Richard Thompson

Wednesday, July 16, at the Odeon.

Richard Thompson
Richard Thompson
In a perfect world, as opposed to a Bizarro world in which rock critics are American idols, the release of a Richard Thompson album would be Big News, cause for celebration; instead, once more, it's a joyous whisper among cultists and the converted. Granted, he's an acquired taste, like absinthe and snails, but he's also worthy of the acclaim and adoration bestowed upon him by the sect since the '60s, when -- as founding member of Fairport Convention -- he proved a far more durable guitar god than Jimi Hendrix. Including his work with the band, with ex-wife Linda, and solo for two decades, his is the back catalog of greatness, a career of legend among the legions who adore his songs about getting women all wrong, making love all wrong, and screwing up just enough to keep from ever becoming more than a mass of messy mistakes.

Thompson's latest, The Old Kit Bag, plays like a greatest hits: It's long on short-on-love songs, the kind populated by couples undone by "Jealous Words," who find love's "First Breath" the most suffocating of all and realize destiny is what drives them apart, rather than holding them together.

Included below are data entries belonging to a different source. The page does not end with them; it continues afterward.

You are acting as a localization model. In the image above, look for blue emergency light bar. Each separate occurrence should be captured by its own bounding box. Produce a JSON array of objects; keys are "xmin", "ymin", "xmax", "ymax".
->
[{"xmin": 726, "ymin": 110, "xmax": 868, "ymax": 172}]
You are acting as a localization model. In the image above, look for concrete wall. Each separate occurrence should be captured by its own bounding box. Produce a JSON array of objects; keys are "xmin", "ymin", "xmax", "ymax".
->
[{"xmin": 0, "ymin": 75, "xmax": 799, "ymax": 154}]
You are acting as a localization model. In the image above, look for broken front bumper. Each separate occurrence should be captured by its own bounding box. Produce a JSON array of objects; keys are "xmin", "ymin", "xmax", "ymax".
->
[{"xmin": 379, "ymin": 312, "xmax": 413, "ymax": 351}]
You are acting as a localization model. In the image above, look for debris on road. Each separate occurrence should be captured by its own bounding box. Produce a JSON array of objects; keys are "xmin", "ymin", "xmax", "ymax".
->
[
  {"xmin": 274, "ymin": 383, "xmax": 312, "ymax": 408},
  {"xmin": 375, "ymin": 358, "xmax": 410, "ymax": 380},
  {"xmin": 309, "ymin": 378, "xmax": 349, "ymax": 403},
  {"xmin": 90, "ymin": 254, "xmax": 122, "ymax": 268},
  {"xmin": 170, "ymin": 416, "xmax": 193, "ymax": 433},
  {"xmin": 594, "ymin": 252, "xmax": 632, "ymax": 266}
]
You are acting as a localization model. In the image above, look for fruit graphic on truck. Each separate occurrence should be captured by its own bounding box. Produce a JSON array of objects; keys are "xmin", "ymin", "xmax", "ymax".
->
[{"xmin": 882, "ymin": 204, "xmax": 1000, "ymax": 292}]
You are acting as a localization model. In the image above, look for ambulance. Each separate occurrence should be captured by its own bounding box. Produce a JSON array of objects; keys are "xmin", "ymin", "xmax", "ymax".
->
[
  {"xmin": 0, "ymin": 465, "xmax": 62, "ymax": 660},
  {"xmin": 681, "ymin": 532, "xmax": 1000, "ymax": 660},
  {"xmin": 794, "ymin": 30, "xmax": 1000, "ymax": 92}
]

The Old Kit Bag, subtitled "unguents, fig leaves and tourniquets for the soul," is a withering and beguiling album -- unadorned by the Mitchell Froom maul-of-sound that dominated his '80s and '90s releases, on which Thompson is joined by a bare-bones ensemble consisting of bassist Danny Thompson, singer Judith Owen, and drummer Michael Jerome. It's as complicated as a tempestuous love affair and ultimately as rewarding, if only because Thompson is one of those musicians for whom heartbreak is the most satisfying emotion of all.